Senate measure would cut penalties for crack cocaine
This is an archived article that was published on sltrib.com in 2010, and information in the article may be outdated. It is provided only for personal research purposes and may not be reprinted.

A long-standing dispute over huge disparities in sentencing between crack vs. powdered cocaine appears to be headed for a resolution in Congress.

Senate lawmakers reached across the aisle and brokered a landmark deal this week to reduce criminal penalties for defendants caught with crack cocaine, hashing out the terms in, a congressional gym.

Opportunity struck when Sen. Majority Whip Richard Durbin, D-Ill., encountered colleagues Jeff Sessions, R-Ala., and Orrin Hatch, R-Utah, in the Senate gym early Thursday. Durbin sent his aides an e-mail at 7:35 a.m., outlining the terms of his offer. The deal was sealed with a handshake two hours later.

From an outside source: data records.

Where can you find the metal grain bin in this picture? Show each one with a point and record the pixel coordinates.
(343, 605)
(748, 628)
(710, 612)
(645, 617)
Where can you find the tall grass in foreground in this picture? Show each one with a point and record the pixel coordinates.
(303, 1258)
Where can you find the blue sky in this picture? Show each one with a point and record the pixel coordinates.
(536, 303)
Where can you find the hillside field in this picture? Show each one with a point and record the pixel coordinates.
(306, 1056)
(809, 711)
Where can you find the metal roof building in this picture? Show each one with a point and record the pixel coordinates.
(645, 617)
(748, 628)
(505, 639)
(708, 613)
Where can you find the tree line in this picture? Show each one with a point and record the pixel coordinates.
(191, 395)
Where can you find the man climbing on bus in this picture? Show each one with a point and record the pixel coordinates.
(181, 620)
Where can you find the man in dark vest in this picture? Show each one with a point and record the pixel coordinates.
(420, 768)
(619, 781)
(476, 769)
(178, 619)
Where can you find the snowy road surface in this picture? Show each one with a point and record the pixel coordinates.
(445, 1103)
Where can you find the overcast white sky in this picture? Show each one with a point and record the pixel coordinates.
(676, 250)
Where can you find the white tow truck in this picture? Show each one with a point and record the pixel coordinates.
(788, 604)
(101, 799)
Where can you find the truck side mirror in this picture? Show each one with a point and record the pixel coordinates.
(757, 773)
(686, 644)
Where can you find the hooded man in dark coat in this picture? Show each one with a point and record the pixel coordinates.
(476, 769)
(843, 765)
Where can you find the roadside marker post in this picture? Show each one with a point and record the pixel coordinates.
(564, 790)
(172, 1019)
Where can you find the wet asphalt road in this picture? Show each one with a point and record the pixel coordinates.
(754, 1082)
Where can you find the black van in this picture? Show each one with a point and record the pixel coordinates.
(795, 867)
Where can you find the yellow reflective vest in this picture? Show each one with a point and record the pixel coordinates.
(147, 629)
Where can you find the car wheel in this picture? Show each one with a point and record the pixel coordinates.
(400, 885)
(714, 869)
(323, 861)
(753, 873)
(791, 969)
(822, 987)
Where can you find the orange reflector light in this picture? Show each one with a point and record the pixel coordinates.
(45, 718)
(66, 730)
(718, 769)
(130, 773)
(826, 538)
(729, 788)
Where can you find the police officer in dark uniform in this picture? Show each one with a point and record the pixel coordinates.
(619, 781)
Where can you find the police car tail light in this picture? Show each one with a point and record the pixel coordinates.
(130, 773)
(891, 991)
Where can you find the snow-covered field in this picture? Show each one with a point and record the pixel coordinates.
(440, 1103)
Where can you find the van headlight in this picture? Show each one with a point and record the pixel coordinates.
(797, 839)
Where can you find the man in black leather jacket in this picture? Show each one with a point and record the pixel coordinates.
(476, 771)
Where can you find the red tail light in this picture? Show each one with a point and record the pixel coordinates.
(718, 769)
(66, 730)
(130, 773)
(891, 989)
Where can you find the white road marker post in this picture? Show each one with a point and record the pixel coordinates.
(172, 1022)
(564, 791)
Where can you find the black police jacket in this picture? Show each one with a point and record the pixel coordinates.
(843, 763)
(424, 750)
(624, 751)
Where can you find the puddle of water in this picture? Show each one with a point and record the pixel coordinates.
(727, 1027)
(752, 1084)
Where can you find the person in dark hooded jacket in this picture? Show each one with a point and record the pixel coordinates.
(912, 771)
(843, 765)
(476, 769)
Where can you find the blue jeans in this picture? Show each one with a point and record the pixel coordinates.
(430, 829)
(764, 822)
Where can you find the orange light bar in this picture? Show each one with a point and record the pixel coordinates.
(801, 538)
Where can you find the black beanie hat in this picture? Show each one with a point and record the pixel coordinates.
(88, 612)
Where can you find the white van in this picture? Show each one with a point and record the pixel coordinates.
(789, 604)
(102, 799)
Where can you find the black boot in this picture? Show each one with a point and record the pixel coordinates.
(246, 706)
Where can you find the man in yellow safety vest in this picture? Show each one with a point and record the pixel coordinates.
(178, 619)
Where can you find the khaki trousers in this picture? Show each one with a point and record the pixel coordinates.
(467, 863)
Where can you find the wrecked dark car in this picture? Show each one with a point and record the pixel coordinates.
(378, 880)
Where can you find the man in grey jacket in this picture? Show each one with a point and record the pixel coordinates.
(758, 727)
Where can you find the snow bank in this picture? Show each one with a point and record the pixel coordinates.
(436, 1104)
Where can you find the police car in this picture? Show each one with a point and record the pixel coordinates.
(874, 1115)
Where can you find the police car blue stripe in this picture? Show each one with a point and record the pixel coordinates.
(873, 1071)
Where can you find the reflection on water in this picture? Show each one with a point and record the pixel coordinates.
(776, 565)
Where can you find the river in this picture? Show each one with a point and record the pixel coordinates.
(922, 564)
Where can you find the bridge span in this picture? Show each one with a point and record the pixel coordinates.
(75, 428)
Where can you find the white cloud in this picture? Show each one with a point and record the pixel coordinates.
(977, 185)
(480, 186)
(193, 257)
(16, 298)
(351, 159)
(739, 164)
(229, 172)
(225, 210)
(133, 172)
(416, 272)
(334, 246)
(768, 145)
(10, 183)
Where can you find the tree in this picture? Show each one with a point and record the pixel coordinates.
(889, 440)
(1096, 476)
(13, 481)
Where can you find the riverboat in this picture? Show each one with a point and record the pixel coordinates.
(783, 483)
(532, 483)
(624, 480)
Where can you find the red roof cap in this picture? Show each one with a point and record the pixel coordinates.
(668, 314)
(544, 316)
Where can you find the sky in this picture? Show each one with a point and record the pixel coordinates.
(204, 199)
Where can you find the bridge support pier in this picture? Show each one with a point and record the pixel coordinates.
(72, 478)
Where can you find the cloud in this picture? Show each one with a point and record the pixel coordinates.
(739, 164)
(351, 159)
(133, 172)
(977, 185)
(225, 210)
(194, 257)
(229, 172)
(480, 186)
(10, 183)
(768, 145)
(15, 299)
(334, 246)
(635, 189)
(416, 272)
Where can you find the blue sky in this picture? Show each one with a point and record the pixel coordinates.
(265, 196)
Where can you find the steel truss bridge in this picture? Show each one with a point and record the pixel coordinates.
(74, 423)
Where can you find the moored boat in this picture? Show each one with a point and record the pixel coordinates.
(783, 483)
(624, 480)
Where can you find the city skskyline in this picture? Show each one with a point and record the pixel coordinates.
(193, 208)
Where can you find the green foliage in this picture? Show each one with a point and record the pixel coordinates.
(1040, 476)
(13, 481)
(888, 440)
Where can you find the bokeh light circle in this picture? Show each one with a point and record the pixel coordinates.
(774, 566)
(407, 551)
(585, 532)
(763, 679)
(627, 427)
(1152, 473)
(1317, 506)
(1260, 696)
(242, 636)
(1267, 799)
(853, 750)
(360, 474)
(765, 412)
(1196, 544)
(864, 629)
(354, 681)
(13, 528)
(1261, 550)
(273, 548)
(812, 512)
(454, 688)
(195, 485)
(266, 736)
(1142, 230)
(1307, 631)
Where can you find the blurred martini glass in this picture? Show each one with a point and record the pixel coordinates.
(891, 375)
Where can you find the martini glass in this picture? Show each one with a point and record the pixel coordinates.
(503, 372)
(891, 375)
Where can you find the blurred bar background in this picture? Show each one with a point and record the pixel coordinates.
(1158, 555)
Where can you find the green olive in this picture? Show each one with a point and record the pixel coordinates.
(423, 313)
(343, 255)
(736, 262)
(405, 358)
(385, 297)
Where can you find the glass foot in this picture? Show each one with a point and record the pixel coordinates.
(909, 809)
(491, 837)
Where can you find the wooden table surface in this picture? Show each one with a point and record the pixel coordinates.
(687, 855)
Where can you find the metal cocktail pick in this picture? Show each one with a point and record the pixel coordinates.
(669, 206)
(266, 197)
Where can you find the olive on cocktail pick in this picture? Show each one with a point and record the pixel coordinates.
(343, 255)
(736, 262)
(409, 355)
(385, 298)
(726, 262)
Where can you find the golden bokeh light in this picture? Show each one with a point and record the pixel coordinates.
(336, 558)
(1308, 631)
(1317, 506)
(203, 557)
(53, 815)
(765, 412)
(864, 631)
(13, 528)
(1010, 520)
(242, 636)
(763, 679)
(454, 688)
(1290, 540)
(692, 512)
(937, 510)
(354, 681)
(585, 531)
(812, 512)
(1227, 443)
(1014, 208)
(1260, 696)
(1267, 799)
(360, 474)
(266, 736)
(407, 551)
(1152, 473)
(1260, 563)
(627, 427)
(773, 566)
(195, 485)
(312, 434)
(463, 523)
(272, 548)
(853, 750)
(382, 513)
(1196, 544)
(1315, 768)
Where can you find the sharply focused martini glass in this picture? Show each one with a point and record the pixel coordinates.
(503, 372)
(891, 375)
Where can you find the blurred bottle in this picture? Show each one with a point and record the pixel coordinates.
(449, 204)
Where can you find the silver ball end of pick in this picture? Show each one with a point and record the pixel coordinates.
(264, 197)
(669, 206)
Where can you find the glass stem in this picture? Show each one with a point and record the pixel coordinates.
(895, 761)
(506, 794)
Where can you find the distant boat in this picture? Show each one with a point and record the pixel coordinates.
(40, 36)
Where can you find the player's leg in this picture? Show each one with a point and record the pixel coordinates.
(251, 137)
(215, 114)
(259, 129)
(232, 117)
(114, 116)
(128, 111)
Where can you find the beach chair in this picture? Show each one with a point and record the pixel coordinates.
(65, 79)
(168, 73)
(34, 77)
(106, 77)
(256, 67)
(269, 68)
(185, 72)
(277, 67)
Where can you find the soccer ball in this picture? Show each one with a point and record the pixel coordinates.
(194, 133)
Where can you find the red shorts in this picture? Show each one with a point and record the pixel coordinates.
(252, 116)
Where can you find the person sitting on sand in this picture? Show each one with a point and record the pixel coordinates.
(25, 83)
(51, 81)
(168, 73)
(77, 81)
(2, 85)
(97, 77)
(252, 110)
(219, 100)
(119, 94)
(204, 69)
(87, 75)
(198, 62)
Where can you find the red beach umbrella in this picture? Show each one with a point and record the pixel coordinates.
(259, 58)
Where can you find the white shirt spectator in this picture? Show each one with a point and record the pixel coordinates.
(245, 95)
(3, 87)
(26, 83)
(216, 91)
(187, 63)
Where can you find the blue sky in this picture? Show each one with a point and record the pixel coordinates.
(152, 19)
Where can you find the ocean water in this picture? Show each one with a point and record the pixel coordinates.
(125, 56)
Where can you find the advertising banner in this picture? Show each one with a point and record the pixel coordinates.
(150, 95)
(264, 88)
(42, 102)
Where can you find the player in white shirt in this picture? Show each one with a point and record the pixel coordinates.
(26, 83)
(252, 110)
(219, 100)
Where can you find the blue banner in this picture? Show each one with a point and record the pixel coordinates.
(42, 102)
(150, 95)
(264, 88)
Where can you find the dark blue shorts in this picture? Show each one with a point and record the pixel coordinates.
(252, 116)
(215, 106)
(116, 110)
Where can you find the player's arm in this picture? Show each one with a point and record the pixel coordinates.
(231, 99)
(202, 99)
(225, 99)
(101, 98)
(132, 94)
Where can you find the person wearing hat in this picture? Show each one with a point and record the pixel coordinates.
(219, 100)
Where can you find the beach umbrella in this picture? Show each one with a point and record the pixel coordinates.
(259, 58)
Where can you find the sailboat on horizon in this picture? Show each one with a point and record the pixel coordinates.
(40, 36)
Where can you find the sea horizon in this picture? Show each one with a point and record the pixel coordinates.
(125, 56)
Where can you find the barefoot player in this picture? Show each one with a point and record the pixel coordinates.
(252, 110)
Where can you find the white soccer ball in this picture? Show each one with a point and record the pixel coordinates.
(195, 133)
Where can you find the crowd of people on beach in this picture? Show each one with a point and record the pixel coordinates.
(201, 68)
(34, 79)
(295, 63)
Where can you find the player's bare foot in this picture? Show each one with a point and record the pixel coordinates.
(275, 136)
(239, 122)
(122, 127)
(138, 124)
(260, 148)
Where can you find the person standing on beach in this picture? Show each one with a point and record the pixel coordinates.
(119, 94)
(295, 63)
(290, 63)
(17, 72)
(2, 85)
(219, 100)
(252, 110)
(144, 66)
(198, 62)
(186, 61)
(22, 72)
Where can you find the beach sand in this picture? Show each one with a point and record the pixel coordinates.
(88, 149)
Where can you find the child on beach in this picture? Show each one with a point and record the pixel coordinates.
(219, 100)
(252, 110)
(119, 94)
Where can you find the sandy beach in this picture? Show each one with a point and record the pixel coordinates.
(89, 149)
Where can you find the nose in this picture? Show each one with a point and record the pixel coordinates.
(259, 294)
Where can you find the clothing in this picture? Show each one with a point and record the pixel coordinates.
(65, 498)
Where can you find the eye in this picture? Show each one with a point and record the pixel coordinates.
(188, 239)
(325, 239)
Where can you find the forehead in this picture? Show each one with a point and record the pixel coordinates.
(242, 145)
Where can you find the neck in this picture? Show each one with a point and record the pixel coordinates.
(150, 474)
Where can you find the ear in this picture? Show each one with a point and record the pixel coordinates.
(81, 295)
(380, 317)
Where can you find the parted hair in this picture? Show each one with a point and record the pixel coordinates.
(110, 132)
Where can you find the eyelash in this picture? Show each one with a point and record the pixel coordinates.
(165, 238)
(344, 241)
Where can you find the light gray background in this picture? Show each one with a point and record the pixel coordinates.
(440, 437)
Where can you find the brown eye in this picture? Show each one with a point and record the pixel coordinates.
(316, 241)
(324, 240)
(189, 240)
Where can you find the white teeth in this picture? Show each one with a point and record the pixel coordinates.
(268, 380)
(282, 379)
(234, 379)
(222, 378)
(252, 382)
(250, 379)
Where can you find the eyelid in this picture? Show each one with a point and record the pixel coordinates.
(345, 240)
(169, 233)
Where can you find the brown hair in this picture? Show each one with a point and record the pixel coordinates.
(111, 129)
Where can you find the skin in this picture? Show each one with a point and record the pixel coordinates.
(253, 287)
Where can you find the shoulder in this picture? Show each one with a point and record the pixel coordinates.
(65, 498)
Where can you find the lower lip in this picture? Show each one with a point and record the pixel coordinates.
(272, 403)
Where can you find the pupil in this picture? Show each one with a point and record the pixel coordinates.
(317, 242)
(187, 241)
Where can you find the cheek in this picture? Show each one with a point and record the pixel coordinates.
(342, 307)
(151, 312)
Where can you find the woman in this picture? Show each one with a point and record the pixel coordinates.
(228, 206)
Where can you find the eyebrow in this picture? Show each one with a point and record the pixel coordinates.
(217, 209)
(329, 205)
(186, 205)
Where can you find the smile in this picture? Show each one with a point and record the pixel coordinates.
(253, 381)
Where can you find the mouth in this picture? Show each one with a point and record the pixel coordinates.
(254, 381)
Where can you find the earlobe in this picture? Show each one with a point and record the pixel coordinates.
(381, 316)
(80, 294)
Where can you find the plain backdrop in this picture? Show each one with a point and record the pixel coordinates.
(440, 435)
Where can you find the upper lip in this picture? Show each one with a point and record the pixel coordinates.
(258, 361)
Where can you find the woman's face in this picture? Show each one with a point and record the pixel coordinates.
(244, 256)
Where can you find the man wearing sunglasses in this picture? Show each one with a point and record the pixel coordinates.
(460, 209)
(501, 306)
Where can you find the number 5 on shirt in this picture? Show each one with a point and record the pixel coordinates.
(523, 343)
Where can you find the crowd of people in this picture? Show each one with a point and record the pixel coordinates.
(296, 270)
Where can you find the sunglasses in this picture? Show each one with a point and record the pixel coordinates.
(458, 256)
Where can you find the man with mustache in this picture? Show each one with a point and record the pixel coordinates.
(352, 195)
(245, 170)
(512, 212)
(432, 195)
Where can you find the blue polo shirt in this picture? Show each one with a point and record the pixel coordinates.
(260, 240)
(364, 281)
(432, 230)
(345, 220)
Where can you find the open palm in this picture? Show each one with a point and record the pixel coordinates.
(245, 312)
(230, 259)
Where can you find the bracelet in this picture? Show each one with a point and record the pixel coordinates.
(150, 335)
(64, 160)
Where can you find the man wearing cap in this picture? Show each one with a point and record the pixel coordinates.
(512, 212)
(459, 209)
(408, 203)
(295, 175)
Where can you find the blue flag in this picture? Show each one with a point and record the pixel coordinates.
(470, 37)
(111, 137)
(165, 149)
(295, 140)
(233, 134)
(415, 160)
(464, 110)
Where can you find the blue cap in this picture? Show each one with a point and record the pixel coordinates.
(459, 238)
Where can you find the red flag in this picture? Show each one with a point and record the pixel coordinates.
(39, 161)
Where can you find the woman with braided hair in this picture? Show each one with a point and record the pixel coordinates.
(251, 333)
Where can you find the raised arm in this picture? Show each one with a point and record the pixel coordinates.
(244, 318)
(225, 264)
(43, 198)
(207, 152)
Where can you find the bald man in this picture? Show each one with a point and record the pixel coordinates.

The often-divided Senate Judiciary Committee unanimously passed the measure 19-0 the same day, addressing for the first time in two decades a sentencing disparity that has troubled civil rights organizations, prisoners rights advocates and officials in the Obama White House.

The compromise would reduce the sentencing disparity to 18-1 for people caught with crack cocaine versus those who carry the drug in powdered form.

The current ratio has rested since 1986 at 100-1, disproportionately hurting African Americans, who are convicted of crack possession at far greater numbers.

The Senate bill would increase the amount of crack cocaine required to trigger a five-year mandatory minimum sentence for possession with an intent to distribute from 5 grams to 28 grams. Possessing cocaine in rock form would no longer carry a mandatory minimum prison term, equalizing that penalty to that of other drugs and marking the first time that Congress has overturned a mandatory minimum.